Worcester’s MP has expressed his delight at the news that a deal has been reached between the UK Government and the European Union which addresses the concerns that stopped previous deals passing through the UK Parliament, secures a transition and will allow the UK to leave the EU in just a couple of weeks’ time, with a deal. Robin has consistently voted to respect the 2016 referendum and has argued that the best way to do so is with a deal.
He was thrilled to hear this morning that after weeks of hard negotiation, the Prime Minister has brought back a revised withdrawal agreement and political declaration from Brussels, removing the controversial backstop and he has called on MP’s across the political spectrum to get behind it.
Securing the new deal would mean:
- The UK leaves the EU on 31st October with immediate effect
- It does so in an orderly way and with an agreement backed by all 27 members states of the European Union
- A transition period is secured running to December 2020
- We will be free to strike our own deals and those deals will apply across the whole United Kingdom including Northern Ireland
- We will be in control of our own laws and the supremacy of the European court will end
- The backstop has been abolished and there is no risk that the UK or Northern Ireland could be held in a relationship with the EU that did not have consent
- The Good Friday Agreement will be fully respected with no hard border and protection of the common travel area, rights and the peace process
Both as a local MP and as a Minister Robin has heard loud and clear the value of having a transition period which only a deal could provide and of having certainty about the future relationship. The new deal makes clear that that relationship should be a strong one based on a best in class trade deal and agreements on science, security, culture and education but one based on the fundamental recognition of the UK as an independent sovereign state outside the European Union. It also differs from the previous draft future relationship on giving the UK a clear veto on any future defence cooperation, addressing another of the key concerns that constituents had raised on the previous agreement.
Serving as a Northern Ireland Minister, Robin is acutely aware of the importance of having arrangements that respect the unique history and context of that part of the UK and has consistently supported taking measures to protect the good Friday agreement. He was pleased to see that the new protocol on Northern Ireland places this at its heart as well as following the principle of consent which is at the heart of that agreement. Over the past few months he has met with countless businesses, individuals, councillors and farmers in Northern Ireland who have been clear with him about their preference for a deal and one that protects the absence of a hard border between Northern Ireland and the Republic of Ireland. This deal does that whilst also respecting Northern Ireland’s place in the United Kingdom.
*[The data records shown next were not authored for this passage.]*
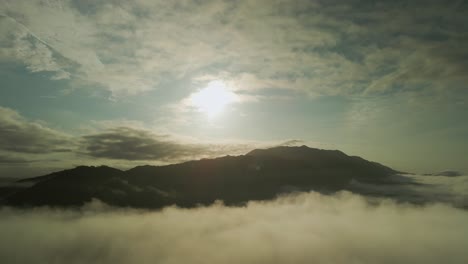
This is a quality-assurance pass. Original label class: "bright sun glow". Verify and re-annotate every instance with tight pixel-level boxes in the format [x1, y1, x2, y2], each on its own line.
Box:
[190, 80, 237, 117]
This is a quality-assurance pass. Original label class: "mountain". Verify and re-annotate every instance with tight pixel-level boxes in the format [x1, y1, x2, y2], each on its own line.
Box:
[2, 166, 125, 207]
[2, 146, 397, 208]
Speaking about the deal and today’s debate which allows the House of Commons to sit on Saturday to debate it, Robin said:
“I am thrilled that we have a new deal to support and that the Prime Minister has proved the naysayers wrong by negotiating hard and getting Brussels to change the Withdrawal Agreement. This now removes that barriers that prevented Parliamentary approval of leaving with a deal in March and means we can get on and deliver Brexit. I have always been clear that we should respect the outcome of the 2016 referendum but that the best way to do this was with a deal. Three years spent working in the Department for Exiting the European Union and the last few months in the Northern Ireland Office have only reinforced that view.”
“I was happy to support coming back on Saturday to debate this and I am pleased to be have been asked to be part of the team of ministers who will take a new withdrawal agreement bill through parliament. I would happily vote to sit every Saturday and Sunday and into the night to get this done and to secure the orderly exit with a deal that I know businesses and my constituents want to see. Although I have to be honest that I would have accepted the previous deal in order to secure our exit from the EU on time, I do think that the improvements that the Prime Minister has secured should make this an even better deal that more colleagues in Parliament can get behind.”
“The country is tired of Parliament endlessly wrangling over the timing and nature of our exit from the European Union, businesses are fed up with uncertainty and further delay will do nothing to increase the certainty that they need. Colleagues who have sought compromise to get a deal done are fed up with the extremes of the argument ganging up to stop progress being made. It is now clear the even the European Union would rather see this deal secured and the issue settled than to have yet more dither and delay. We should get on and secure this deal so that the country can move forward and focus on the myriad other issues that matter. The surge in the pound on the announcement that a deal was reached is a sign of the huge boost to investment and confidence in our country that can be secured. MPs of all parties should take the chance to secure it.”
“In recent weeks we have heard increasingly hysterical warnings from some quarters about the risks of no deal. I have always been clear that a deal is the better option, but I say to all those who have said they will do anything to avoid a no deal Brexit that now is your chance. Vote with us to secure this deal and you can rule out that no deal in the best way possible, a way that delivers on the referendum result and offers the opportunity to bring the country together. Continue to hold out for no Brexit and you risk precisely the no deal scenario that you have been warning against. Labour MPs, in particular, should reflect that they were elected on a manifesto promise to get a deal and deliver the referendum result. They should keep their promises and vote for this deal.”